Image of William Arnold, a graduate student in biochemistry, and Aditi Das, an assistant professor of biochemistry and bioengineering graduate program.
There are many anti-cancer therapeutics that are effective at killing cancer, but some can have serious side effects, eventually causing heart attacks.
Illinois researchers are studying the cardiotoxicity of doxorubicin (DOX), one of the most commonly used chemotherapeutic drugs. It’s also one of the oldest in its class, known as anthracyclines, and is considered an “essential drug” by the World Health Organization.

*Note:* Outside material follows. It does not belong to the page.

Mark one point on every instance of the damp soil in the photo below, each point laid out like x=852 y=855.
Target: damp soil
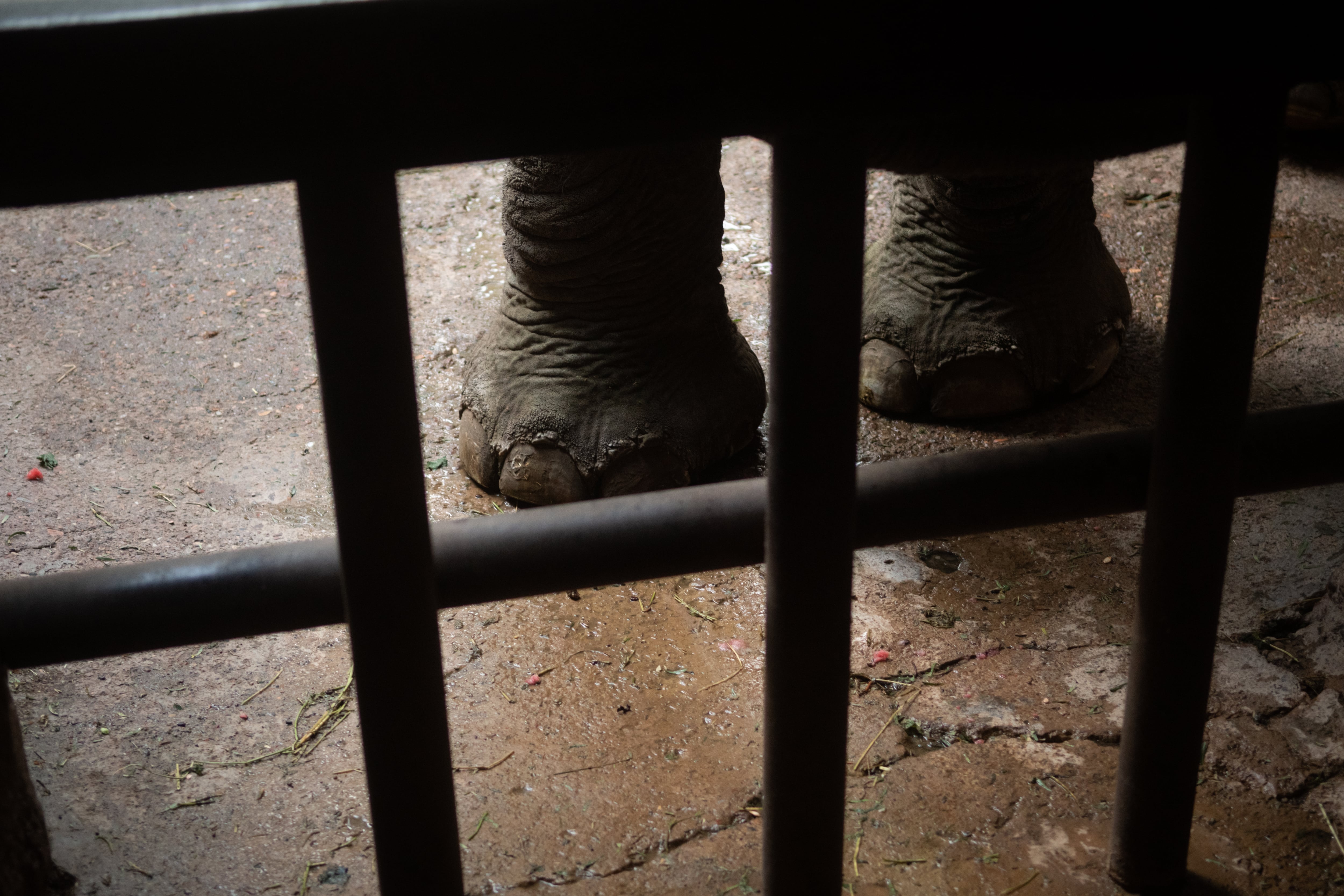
x=160 y=350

A paper published in Biochemistry, “Arachidonic Acid Metabolism by Human Cardiovascular CYP2J2 is Modulated by Doxorubicin,” outlined the findings about a new mechanism of doxorubicin cardiotoxicity. It was named an exemplary paper in its field by peer review service F1000 Prime, earning the designation of a “recommended article.”
“Doxorubicin can be very effective at attacking the cancer,” said Aditi Das, an assistant professor of comparative biosciences, of biochemistry, and of biophysics; graduate program faculty member in Bioengineering; and member of Beckman’s 3D Micro- and Nanosystems Group. “However, patients undergoing doxorubicin treatment can reach a lifetime cumulative dose that becomes cardiotoxic.”
“By figuring out what causes the cardiotoxicity, pharmaceutical companies can design better and better analogs that don’t harm the heart,” Das said.
The researchers studied cardiotoxic doxorubicin and two other non-cardiotoxic doxorubicin analogs to determine the mechanism causing the cardiotoxicity. Doxorubicin fights cancer by interfering with DNA replication so the cancer cells can’t divide, and they kill the cancer cells with reactive oxygen species.